More people drown there at that pass than any other pass in the state. I have recued two people there myself, one was my fishing partner years ago. Its a very dangerous place when the tides are moving.
If you want to wade fish go across the bridge and go Access #5 or you can put out casted lines and yak out your long rods for Bull Red and Sharks. Its a good place to fish.


----------



## Fish-a-mon (May 21, 2004)

Personally they should shut down wade fishing the pass. More people died at that pass then any in the state. There are signs and yet the people just don't give a ****. Wear a PFD


----------



## SaltwaterTom (Jun 23, 2013)

Fish-a-mon said:


> Personally they should shut down wade fishing the pass. More people died at that pass then any in the state. There are signs and yet the people just don't give a ****. Wear a PFD


Let's count some of the warning signs people ignore, shall we? Drink, drive, go to jail. Buckle up, it's the law and saves lives. Little kids must be in a carseat. And these are the ones that carry fines if you don't heed their warning, why would we expect people to heed warnings not enforced with a penalty? Ron White said it best; "You can't fix stupid. Stupid is forever!!"
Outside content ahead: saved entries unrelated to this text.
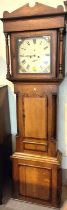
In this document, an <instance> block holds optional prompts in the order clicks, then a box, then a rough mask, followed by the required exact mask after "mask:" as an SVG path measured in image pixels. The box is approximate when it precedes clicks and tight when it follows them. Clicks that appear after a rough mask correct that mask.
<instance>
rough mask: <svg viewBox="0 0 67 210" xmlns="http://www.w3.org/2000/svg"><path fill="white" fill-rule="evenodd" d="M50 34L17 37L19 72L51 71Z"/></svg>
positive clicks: (18, 70)
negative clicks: (21, 37) (30, 36)
mask: <svg viewBox="0 0 67 210" xmlns="http://www.w3.org/2000/svg"><path fill="white" fill-rule="evenodd" d="M50 40H51V37H50V36H43V37H33V38H25V39H23V38H17V48H18V50H17V61H18V63H17V64H18V65H17V68H18V73H47V74H48V73H50V51H51V49H50Z"/></svg>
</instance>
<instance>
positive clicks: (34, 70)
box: [3, 3, 67, 207]
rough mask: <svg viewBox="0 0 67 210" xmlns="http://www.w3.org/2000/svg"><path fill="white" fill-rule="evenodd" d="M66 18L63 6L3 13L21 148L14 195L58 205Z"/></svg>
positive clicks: (4, 26) (9, 76)
mask: <svg viewBox="0 0 67 210" xmlns="http://www.w3.org/2000/svg"><path fill="white" fill-rule="evenodd" d="M66 17H67V16H66V13H65V12H64V9H63V7H62V6H58V7H57V8H52V7H49V6H47V5H42V4H39V3H36V5H35V6H34V7H32V8H31V7H29V5H25V6H23V7H21V8H19V9H18V10H16V11H14V12H12V13H9V12H4V16H3V25H4V33H5V38H6V61H7V78H8V80H10V81H12V82H13V84H14V93H15V94H16V110H17V135H16V152H15V153H14V154H13V155H12V157H11V161H12V176H13V187H14V194H15V195H16V197H17V196H18V197H20V196H21V197H22V199H23V198H25V199H27V200H31V201H36V202H37V203H38V202H39V203H41V204H46V205H50V206H54V207H56V206H59V204H60V200H61V199H60V198H61V179H62V176H61V159H62V154H61V152H60V151H59V150H58V149H57V132H56V131H57V95H58V87H59V84H60V82H62V80H63V77H64V66H63V57H64V50H63V46H64V39H65V24H66ZM9 37H10V43H9Z"/></svg>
Yeah, there's a million spots to wade fish that are productive and do not carry the significant risk of the Pass, many nearby there. Christmas Bay, Cold Pass, the back side of the Pass on the Galveston side, the surf in front of the big radio tower just west of the Pass. Take your pick.


----------



## scrambler (May 28, 2004)

San Luis Pass is great fishing because it connects the gulf with the bay. I don't wade fish the pass itself due to the dangerous currents. However, the beach by the pass is great surf fishing and the bay near the pass is great bay fishing. Neither are more dangerous than any other surf or bay but have the benefit of the fish and bait moving through the pass.


----------



## gray gost (Jul 8, 2010)

wear life jacket or turn around and do not drown


----------